Magical ring of extreme and potentially world-controlling power.
Crafted by the Nibelung Dwarf Alberich out of the Rhinegold he stole from the Rhinemaidens by runic spell. Alberich was able to learn how to forge it by cursing love. He uses it to take control of the Nibelung. Alberich with the ring can divine gold, and forces the Nibelung to mine it for him. He plans to eventually enslave the world using the ring. If he attacks Valhalla with the ring, he will defeat the Gods. However if it is returned to the Rhinemaidens the curse will be lifted.
The Gods Wotan and Loge take the ring from Alberich, who curses it so that all who do not possess it covet it - often to a violent extent - for themselves. At various times, in the possession of Alberich, Wotan, Fasolt, Fafner, and Siegfried. Wotan sires the Walsungs to recover it and Alberich sires Hagen on Queen Grimhilde. Finally it is returned to the Rhinemaidens by the lover of Siegfried and former Valkyrie Brunnhilde during her immolation on his funeral pyre, though Hagen is drowned by the Rhinemaidens while trying to take it.
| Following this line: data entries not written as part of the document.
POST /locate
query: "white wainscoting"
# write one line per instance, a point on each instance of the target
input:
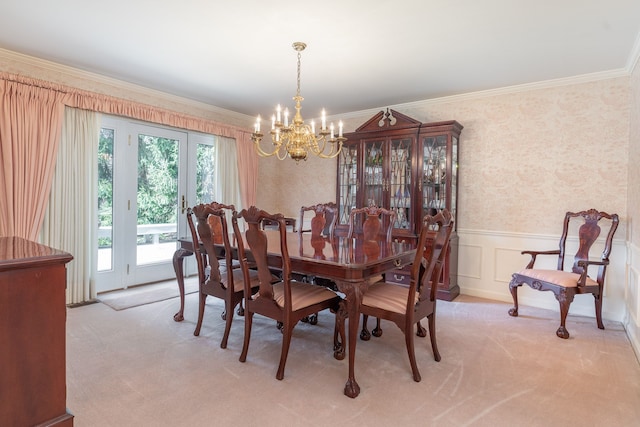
(487, 259)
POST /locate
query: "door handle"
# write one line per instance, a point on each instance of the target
(184, 204)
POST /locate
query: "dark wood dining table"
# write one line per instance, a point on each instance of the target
(349, 262)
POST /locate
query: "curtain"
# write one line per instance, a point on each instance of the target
(228, 187)
(248, 167)
(30, 123)
(71, 218)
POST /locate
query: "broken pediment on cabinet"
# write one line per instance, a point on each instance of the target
(389, 120)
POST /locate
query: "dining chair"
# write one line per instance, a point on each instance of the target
(565, 283)
(371, 222)
(321, 226)
(285, 300)
(406, 307)
(323, 222)
(215, 277)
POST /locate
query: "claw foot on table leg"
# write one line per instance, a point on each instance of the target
(351, 388)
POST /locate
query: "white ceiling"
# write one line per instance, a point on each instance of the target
(361, 54)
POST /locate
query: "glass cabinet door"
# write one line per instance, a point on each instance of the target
(374, 179)
(347, 182)
(400, 182)
(435, 177)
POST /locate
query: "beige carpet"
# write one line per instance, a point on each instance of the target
(148, 294)
(138, 367)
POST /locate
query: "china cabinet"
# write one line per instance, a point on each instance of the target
(399, 163)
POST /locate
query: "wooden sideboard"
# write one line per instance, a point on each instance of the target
(33, 388)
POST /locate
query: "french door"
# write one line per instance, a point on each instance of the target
(144, 176)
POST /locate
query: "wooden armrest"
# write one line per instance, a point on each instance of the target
(587, 263)
(553, 252)
(534, 254)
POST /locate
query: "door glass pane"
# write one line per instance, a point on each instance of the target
(454, 175)
(157, 199)
(400, 182)
(105, 199)
(434, 166)
(347, 182)
(205, 174)
(374, 178)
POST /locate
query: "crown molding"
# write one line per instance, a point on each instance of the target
(77, 73)
(131, 87)
(546, 84)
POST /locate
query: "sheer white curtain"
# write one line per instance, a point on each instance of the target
(70, 222)
(228, 182)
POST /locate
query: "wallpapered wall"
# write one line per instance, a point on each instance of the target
(632, 323)
(525, 158)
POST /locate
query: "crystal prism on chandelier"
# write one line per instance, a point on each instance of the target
(297, 139)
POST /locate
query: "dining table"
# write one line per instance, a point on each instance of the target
(349, 262)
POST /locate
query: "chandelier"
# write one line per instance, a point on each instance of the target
(296, 138)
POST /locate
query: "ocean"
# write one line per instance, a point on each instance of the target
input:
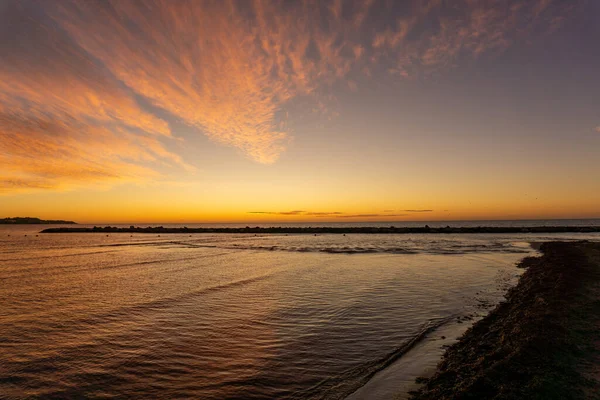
(220, 316)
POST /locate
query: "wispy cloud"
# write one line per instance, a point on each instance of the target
(369, 215)
(93, 83)
(335, 214)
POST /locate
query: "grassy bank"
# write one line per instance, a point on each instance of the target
(543, 342)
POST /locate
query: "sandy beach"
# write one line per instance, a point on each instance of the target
(542, 343)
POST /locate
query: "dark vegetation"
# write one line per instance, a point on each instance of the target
(322, 230)
(542, 343)
(31, 220)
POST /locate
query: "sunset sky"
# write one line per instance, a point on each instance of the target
(223, 111)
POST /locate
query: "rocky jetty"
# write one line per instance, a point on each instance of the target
(324, 230)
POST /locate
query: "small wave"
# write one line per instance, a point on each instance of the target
(341, 386)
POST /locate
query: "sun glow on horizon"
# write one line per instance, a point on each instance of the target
(238, 111)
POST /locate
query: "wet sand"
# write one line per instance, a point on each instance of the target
(542, 343)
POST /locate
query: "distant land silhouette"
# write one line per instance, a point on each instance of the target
(322, 230)
(32, 220)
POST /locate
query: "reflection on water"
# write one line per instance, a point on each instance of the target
(230, 316)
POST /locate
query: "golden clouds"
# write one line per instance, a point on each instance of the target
(88, 89)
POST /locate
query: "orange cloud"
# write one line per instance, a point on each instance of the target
(87, 87)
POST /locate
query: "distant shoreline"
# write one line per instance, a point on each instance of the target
(330, 230)
(33, 221)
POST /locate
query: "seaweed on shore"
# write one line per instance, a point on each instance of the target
(539, 343)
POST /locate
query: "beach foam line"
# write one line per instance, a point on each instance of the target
(341, 386)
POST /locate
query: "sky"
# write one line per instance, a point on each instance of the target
(236, 111)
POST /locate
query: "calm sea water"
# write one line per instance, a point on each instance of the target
(232, 316)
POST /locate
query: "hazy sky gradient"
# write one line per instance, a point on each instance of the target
(208, 111)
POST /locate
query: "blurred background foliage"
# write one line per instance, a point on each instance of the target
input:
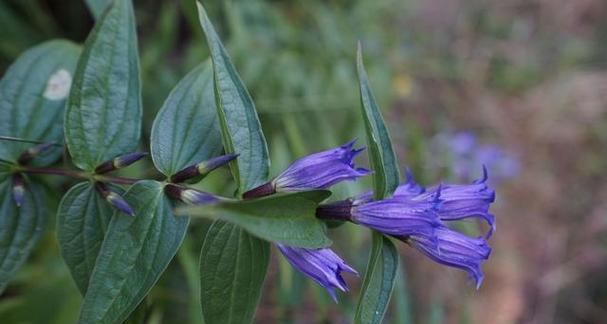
(518, 85)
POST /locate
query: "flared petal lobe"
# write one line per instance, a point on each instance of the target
(454, 249)
(321, 265)
(320, 170)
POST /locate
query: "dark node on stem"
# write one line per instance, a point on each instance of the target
(202, 169)
(18, 189)
(114, 199)
(34, 152)
(338, 210)
(119, 162)
(265, 189)
(185, 174)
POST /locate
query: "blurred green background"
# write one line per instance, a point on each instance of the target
(518, 85)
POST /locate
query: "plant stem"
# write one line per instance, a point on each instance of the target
(79, 175)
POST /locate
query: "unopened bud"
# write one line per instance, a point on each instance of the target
(34, 152)
(114, 199)
(190, 196)
(119, 162)
(202, 169)
(18, 190)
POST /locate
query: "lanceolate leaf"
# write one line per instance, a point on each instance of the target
(378, 282)
(82, 220)
(20, 228)
(103, 117)
(241, 130)
(135, 252)
(97, 6)
(233, 266)
(381, 155)
(33, 93)
(289, 219)
(186, 129)
(383, 262)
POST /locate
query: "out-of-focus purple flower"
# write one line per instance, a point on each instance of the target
(463, 142)
(18, 190)
(119, 162)
(202, 169)
(399, 216)
(190, 196)
(321, 265)
(315, 171)
(454, 249)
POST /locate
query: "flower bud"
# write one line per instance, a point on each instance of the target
(202, 169)
(190, 196)
(18, 189)
(119, 162)
(114, 199)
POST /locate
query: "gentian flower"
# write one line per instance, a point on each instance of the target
(454, 249)
(321, 265)
(315, 171)
(400, 216)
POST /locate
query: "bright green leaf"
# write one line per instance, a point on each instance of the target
(233, 266)
(378, 282)
(386, 176)
(240, 125)
(103, 117)
(135, 252)
(186, 129)
(33, 93)
(82, 220)
(20, 227)
(288, 219)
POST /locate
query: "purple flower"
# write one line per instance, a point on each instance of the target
(461, 201)
(454, 249)
(399, 216)
(315, 171)
(321, 265)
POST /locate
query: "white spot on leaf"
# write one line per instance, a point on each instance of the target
(58, 85)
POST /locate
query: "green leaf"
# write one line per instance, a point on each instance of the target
(186, 129)
(33, 93)
(386, 176)
(378, 282)
(135, 252)
(240, 125)
(288, 219)
(82, 220)
(233, 266)
(21, 227)
(103, 117)
(97, 6)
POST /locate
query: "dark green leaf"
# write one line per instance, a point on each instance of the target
(135, 252)
(289, 219)
(103, 118)
(233, 266)
(82, 220)
(20, 228)
(381, 155)
(97, 6)
(186, 129)
(32, 97)
(378, 281)
(240, 125)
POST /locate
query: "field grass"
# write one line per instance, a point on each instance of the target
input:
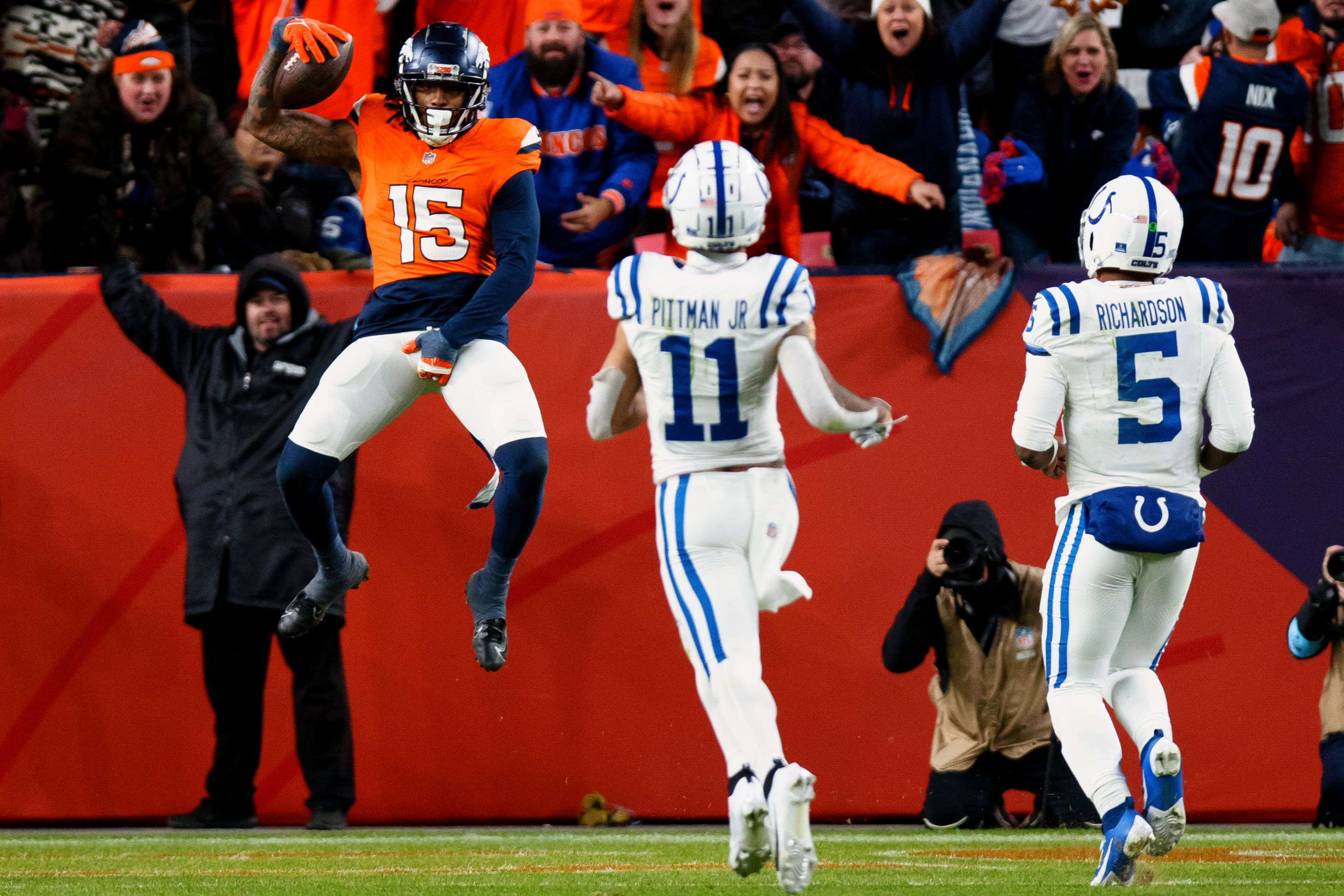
(1271, 860)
The actual Power of the Ring is ambivalent: the only one who seems to derive any physical power from it is Alberich (who had cursed love) and nobody else seems to derive any power from it: Brunhilde seems to think she can overpower Siegfried (in the guise of Gunther) with its power, but it does not avail her in the slightest. In fact, it could be said that the power of the Ring - not unlike the power of the Curse Alberich puts on it later - is purely the power of suggestion. In this case, the suggestion that the Ring will grant its owner that which they most keenly desire: Fafner, who only cares about his own survival, thinks it will grant him everlasting life. Brunhilde later sees it as the symbol of Siegfried's love.